C. Registered and Used in Bad Faith
Under the third requirement of the Policy, the Complainant must establish that the disputed domain name has been both registered and used in bad faith by the Respondent. These are conjunctive requirements; both must be satisfied for a successful complaint: see e.g. Burn World-Wide, Ltd. d/b/a BGT Partners v. Banta Global Turnkey Ltd, WIPO Case No. D2010-0470.
Generally speaking, a finding that a domain name has been registered and is being used in bad faith requires an inference to be drawn that the respondent in question has registered and is using the disputed domain name to take advantage of its significance as a trademark owned by (usually) the complainant.
The coincidence of the Complainant’s announcement that it was extending its IPO from USD 200 million to approximately USD 1 billion and the registration of the first disputed domain name suggests that the Respondent was indeed aware of the Complainant and its trademark when the Respondent registered the first disputed domain name.
That suggestion is reinforced by the resolution of the first disputed domain name directly to the website of one of the Complainant’s competitors.

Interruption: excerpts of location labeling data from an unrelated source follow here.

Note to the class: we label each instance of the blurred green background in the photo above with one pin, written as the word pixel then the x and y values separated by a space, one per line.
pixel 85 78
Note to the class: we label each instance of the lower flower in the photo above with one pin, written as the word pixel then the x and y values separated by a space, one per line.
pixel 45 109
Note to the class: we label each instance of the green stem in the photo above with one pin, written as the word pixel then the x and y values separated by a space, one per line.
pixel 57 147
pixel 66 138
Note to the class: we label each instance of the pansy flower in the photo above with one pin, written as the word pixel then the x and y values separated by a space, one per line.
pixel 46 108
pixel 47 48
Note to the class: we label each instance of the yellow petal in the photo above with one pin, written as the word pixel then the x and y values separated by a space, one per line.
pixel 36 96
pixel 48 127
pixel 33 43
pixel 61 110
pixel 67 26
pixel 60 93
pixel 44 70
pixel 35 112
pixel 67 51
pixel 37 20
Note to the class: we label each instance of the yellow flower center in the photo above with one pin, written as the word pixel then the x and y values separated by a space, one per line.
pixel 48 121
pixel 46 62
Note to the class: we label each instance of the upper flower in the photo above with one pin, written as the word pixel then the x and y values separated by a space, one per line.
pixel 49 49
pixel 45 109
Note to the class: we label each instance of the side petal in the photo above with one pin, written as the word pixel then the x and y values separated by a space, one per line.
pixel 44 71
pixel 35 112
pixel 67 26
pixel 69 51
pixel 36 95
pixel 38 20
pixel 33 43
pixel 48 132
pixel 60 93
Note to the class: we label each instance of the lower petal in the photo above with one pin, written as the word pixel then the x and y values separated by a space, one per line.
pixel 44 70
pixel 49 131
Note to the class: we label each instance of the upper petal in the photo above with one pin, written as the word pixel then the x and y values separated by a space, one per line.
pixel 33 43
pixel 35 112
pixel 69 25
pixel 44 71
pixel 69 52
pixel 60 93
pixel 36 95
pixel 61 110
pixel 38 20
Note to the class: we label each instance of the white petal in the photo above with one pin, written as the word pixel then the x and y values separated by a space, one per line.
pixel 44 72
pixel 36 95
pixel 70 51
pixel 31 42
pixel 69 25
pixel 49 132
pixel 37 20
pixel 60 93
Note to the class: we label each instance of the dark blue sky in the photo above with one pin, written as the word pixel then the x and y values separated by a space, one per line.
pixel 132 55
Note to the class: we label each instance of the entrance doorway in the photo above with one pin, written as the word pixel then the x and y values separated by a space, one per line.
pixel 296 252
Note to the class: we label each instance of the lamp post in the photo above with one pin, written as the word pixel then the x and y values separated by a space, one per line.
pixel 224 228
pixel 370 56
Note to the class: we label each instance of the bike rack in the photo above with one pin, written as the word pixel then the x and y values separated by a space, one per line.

Further, the second disputed domain name is very similar to the sub-domain used by the Complainant for its customers’ secure payments portal: <communicator.changehealth.com>.
In addition, there is no evidence that the Respondent has any personal involvement in the healthcare industry in Panama. On the contrary, the Complainant has submitted evidence that the Respondent has been the unsuccessful respondent in at least eight prior disputes under the Policy.
In these circumstances, the Panel has little difficulty in finding that the Respondent has registered and is using the disputed domain names at least in the manner proscribed by paragraph 4(b)(iv) of the Policy:
“b. Evidence of Registration and Use in Bad Faith. For the purposes of Paragraph 4(a)(iii), the following circumstances, in particular but without limitation, if found by the Panel to be present, shall be evidence of the registration and use of a domain name in bad faith:
“(iv) by using the domain name, you have intentionally attempted to attract, for commercial gain, Internet users to your web site or other on-line location, by creating a likelihood of confusion with the complainant’s mark as to the source, sponsorship, affiliation, or endorsement of your web site or location or of a product or service on your web site or location.”
On the record in this administrative proceeding, therefore, the Panel finds the Respondent has registered and used both disputed domain names in bad faith.
Accordingly, the Complainants have established all three requirements under the Policy.
For the foregoing reasons, in accordance with paragraphs 4(i) of the Policy and 15 of the Rules, the Panel orders that the disputed domain names <changehealthcareixt.com> and <changehealthcarecommunicator.com> be transferred to the Complainant.
Warwick A. Rothnie
Date: May 11, 2020
1 As the First Respondent is the Registrar’s privacy proxy service, the Panel will refer to the Second Respondent as the Respondent unless it is necessary to distinguish between the Respondents.